A 2018 government think tank report projected that 21 major Indian cities, including the capital, New Delhi, and India's IT hub, Bengaluru, will "run out of groundwater as soon as 2020." Approximately 100 million people would be affected, the report predicts.

In Chennai, residents are scrambling to conserve water.

"We stopped using showers for bathing. We use buckets so that we can ration the amount of water," says 33-year-old university professor Nivash Shanmugkam. His family also avoids using a washing machine for its laundry and washes clothes by hand as much as possible.

Public institutions are suffering. Hospitals and nursing homes are charging more for services to cover the increased cost of water, according to the local press. There are also reports that toilets at schools are dirty due to a lack of water.

Indian workers carry the last bit of water from a small pond in the dried-out Puzhal reservoir on the outskirts of Chennai. | . Arun Sankar/AFP/Getty Images

A scuffle over water turned deadly for a 33-year-old man when he tried to stop another man and his sons from siphoning large amounts of water from a public tank this month.

Businesses and offices have been affected too. Amit Agarwal, a 28-year-old IT professional in Chennai, has been working from home for the past few days because there is no water in the bathrooms in his office. Many tech companies have been advising employees to do the same.

In Chennai's shopping malls, restrooms are operational only on some floors.

The rich can buy additional deliveries of water from private tankers, sometimes at exorbitant rates. Poor people living in slums simply can't afford to pay.

The response of the government of Tamil Nadu, the state whose capital is Chennai, has ranged from downplaying the extent of the crisis to praying to the rain gods.

"There has been a water shortage in several areas due to monsoon deficit. The government is taking several steps," Tamil Nadu Chief Minister Edappadi Palaniswami told reporters on Friday.

Those steps include a special train that will soon begin transporting 10 million liters of water per day – that's about 2.6 million gallons — to Chennai from another part of the state. After initially turning down donations, Tamil Nadu has accepted an offer of aid of 2 million liters of drinking water from a neighboring state, Kerala.

Opposition politicians in Tamil Nadu are staging protests. Dozens of women carrying colorful plastic water pots with slogans written on them gathered in Chennai this week to criticize the government for its handling of the water crisis.

One thing that could have possibly averted this acute water shortage? Rainwater harvesting.

In 2002, the government of Tamil Nadu passed legislation that mandated rainwater-harvesting structures on all buildings, including private homes, in the city. The goal: to capture rainwater and store it for later use. It was a revolutionary idea. When the city got hit with heavy monsoon rains a few years later, rainwater harvesting raised the water table enough to last the city until 2016, says Sekhar Raghavan, director of the Chennai-based nonprofit The Rain Centre.

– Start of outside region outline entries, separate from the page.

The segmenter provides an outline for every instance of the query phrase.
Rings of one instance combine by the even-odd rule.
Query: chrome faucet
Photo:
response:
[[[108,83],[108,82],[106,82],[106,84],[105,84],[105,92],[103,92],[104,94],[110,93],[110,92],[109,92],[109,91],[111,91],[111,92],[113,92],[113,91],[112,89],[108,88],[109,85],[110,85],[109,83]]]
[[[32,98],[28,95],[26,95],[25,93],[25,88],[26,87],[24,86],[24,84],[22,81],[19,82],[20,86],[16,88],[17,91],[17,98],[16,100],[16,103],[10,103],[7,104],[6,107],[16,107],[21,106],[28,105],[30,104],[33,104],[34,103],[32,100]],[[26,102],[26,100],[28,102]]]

But the government failed to monitor the rainwater-harvesting structures, which meant a lot of them didn't work properly.

"This is a wake-up call for the government and citizens," he says.

Raghavan says he's now getting calls from people asking about how they can properly harvest every drop of rainwater.

Anticipating inadequate rainfall and planning for acute water shortages are further complicated by climate change.

"The fear associated with climate change is not the fear of knowing that everything is going to be worse," says Gopalakrishnan. "It's the fear of not knowing."

While they may not necessarily light ceremonial fires for rain like their elected leaders, Chennai residents will nevertheless be praying for a downpour soon.

NPR correspondent Lauren Frayer contributed to this report from New Delhi.